Infamous ex-pharmaceutical executive Martin Shkreli has been released from federal prison after serving less than five years of a seven-year sentence for a securities and wire fraud conviction. He is now moving into a US Bureau of Prisons halfway house at an undisclosed location in New York until September 14, 2022.

Shkreli was convicted in August 2017 on two counts of securities fraud and one count of conspiracy to commit securities fraud in connection to what federal prosecutors called a Ponzi-like scheme involving two hedge funds Shkreli managed. In March 2018, a federal judge sentenced him to seven years, which he was serving in minimum security federal prison in Allenwood, Pennsylvania.

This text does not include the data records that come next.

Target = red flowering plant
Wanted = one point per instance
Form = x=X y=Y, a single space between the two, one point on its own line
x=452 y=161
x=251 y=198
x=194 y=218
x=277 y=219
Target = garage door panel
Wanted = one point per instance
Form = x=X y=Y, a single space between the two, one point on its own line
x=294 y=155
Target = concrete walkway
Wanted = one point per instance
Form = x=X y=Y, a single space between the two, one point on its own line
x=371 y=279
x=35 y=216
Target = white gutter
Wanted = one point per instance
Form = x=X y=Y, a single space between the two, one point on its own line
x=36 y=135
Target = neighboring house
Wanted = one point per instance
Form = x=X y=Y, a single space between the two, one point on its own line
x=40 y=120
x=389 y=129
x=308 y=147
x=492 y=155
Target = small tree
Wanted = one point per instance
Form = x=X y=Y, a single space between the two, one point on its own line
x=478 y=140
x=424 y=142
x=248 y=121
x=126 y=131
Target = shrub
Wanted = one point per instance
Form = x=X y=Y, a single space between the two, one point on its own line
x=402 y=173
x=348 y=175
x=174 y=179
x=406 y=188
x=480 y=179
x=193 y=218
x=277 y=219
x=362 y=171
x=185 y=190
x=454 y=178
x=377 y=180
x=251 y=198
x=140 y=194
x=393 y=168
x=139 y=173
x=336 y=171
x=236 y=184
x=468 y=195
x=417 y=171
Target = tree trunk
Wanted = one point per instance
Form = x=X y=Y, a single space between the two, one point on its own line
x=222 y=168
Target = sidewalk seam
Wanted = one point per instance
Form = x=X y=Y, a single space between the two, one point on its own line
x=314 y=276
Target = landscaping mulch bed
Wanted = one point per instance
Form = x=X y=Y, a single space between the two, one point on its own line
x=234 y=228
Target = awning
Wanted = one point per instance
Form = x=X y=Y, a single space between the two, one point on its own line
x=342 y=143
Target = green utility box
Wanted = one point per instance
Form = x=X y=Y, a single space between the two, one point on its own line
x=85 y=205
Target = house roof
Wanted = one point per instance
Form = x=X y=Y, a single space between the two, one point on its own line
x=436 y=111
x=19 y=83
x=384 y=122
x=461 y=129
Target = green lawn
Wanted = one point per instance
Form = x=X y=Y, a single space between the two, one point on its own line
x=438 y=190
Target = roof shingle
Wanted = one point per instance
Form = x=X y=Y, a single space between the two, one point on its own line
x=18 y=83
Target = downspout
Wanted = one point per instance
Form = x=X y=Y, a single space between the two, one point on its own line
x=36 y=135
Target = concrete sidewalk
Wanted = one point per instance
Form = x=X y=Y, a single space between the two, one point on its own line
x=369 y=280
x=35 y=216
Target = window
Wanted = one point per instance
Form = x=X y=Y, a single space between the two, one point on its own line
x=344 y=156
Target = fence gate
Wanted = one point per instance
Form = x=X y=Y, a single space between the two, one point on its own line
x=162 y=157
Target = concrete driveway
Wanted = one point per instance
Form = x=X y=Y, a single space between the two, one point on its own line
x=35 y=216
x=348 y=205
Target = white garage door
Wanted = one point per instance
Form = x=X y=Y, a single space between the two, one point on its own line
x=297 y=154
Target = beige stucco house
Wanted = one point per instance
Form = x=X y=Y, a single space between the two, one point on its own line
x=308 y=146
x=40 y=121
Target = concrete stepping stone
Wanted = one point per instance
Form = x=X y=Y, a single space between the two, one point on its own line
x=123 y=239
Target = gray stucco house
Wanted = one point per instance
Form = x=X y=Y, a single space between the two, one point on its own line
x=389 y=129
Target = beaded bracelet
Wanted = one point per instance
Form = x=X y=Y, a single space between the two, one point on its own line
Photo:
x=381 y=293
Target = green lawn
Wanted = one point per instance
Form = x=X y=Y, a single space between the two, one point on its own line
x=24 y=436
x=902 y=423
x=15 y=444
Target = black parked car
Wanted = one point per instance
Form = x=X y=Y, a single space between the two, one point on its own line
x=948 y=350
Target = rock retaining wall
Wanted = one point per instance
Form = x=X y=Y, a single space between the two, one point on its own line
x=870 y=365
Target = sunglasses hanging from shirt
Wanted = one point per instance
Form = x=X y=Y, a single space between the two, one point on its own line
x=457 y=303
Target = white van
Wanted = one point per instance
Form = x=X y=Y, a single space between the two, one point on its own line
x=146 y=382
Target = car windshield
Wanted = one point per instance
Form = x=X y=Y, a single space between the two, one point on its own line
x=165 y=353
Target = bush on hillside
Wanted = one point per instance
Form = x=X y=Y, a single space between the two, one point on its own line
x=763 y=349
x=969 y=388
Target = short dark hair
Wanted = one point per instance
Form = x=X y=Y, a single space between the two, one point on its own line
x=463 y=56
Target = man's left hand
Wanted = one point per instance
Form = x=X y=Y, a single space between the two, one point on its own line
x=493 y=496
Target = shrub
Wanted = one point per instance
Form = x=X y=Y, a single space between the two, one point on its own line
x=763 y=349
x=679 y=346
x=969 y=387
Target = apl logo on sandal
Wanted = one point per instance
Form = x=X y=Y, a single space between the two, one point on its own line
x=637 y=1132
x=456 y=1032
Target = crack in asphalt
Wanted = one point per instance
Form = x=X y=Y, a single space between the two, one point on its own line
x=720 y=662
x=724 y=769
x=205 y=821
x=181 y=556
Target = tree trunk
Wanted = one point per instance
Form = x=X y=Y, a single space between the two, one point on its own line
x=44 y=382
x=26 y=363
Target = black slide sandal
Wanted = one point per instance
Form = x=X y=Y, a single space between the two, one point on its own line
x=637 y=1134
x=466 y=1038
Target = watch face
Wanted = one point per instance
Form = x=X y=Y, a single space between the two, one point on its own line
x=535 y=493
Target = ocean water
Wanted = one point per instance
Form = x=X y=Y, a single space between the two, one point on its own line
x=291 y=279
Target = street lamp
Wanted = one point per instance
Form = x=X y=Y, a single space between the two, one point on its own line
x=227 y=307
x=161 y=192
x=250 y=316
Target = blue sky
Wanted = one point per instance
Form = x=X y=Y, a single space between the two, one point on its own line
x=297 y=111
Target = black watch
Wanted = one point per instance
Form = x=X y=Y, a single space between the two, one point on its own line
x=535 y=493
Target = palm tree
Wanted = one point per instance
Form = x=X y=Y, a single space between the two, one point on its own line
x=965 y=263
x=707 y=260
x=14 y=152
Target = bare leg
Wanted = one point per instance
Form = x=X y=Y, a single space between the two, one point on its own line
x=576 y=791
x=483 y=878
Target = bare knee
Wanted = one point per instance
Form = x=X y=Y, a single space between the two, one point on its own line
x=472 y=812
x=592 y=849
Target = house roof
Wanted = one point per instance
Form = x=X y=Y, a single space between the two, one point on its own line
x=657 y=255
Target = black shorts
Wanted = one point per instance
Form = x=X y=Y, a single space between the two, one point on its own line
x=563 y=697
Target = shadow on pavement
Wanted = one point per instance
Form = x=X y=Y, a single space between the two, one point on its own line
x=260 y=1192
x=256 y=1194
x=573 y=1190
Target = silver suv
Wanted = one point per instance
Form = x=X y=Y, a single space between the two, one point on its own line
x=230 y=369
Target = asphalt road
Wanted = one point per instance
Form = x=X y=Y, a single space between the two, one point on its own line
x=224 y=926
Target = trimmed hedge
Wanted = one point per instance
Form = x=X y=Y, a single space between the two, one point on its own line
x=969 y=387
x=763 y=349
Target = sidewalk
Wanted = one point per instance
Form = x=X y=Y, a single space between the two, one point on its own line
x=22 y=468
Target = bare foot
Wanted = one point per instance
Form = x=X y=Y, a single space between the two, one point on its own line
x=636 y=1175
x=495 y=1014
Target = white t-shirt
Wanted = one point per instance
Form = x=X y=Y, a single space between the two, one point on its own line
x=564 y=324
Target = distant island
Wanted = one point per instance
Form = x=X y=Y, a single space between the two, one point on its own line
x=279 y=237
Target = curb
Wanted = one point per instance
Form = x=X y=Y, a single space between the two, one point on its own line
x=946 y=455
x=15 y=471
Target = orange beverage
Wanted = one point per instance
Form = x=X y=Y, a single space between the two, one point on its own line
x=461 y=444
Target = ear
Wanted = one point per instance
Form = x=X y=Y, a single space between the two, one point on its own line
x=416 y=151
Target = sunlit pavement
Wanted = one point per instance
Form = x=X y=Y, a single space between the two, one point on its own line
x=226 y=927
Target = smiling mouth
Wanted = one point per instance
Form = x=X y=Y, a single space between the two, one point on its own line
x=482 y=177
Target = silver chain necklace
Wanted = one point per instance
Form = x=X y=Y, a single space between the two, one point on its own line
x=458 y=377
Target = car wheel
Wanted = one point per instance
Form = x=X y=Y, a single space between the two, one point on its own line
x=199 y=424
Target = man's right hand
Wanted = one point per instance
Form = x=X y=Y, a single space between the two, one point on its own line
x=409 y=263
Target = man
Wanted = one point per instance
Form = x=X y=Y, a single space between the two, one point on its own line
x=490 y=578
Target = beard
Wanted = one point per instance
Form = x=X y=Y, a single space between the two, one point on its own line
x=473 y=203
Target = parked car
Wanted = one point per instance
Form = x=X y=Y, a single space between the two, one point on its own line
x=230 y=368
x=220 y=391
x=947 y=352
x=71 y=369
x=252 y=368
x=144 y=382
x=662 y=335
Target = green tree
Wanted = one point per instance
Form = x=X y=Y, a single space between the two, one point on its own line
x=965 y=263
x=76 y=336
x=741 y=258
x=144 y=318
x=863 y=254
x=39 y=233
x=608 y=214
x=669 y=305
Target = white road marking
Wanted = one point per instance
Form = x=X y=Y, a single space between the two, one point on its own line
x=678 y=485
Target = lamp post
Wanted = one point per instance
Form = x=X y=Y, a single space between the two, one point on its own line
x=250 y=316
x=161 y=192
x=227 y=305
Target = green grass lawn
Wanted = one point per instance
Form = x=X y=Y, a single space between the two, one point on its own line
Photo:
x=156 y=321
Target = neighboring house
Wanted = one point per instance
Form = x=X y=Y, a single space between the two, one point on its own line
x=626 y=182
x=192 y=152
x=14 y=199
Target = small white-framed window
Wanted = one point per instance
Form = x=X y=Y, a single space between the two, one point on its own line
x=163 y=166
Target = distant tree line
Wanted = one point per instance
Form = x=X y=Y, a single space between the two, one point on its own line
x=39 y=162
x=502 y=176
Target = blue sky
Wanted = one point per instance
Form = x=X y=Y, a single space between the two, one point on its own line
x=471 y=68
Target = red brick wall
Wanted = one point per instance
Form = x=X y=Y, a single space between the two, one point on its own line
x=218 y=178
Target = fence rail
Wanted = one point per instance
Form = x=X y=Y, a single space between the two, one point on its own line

His early release—slightly more than four years after his sentencing—reflects time shaved off for good behavior in prison, plus completion of education and rehabilitation programs, according to CNBC. It also includes a credit for the roughly six months he spent in jail prior to his sentencing.

“I am pleased to report that Martin Shkreli has been released from Allenwood prison and transferred to a BOP halfway house after completing all programs that allowed for his prison sentence to be shortened,” his lawyer, Ben Brafman, said in a statement to The Washington Post and other media.

The statement also noted that Brafman “encouraged Mr. Shkreli to make no further statement, nor will he or I have any additional comments at this time.”

A Bureau of Prisons spokesperson told CNBC that Shkreli was transferred to community confinement overseen by the agency’s Residential Reentry Management Office. “For safety and security reasons, we do not discuss any individual inmate’s conditions of confinement to include transfers or release plans,” the spokesperson said in a statement.

While the hedge fund-related fraud charges were what landed Shkreli behind bars, his infamy dates back to 2015 when he abruptly jacked up the price of lifesaving, decades-old antiparasitic drug Daraprim by more than 4,000 percent. The drug is largely prescribed to babies and people with compromised immune systems, such as HIV patients, and its price hike made Shkreli a poster child of pharmaceutical greed. His subsequent online antics, smugness, and shameless disregard for patients earned him the nickname of “pharma bro” in the press.

In January of this year, a federal court issued Shkreli a lifetime ban from working in the pharmaceutical industry in any capacity. He was also ordered to pay back $64.6 million in profits from the Daraprim scheme.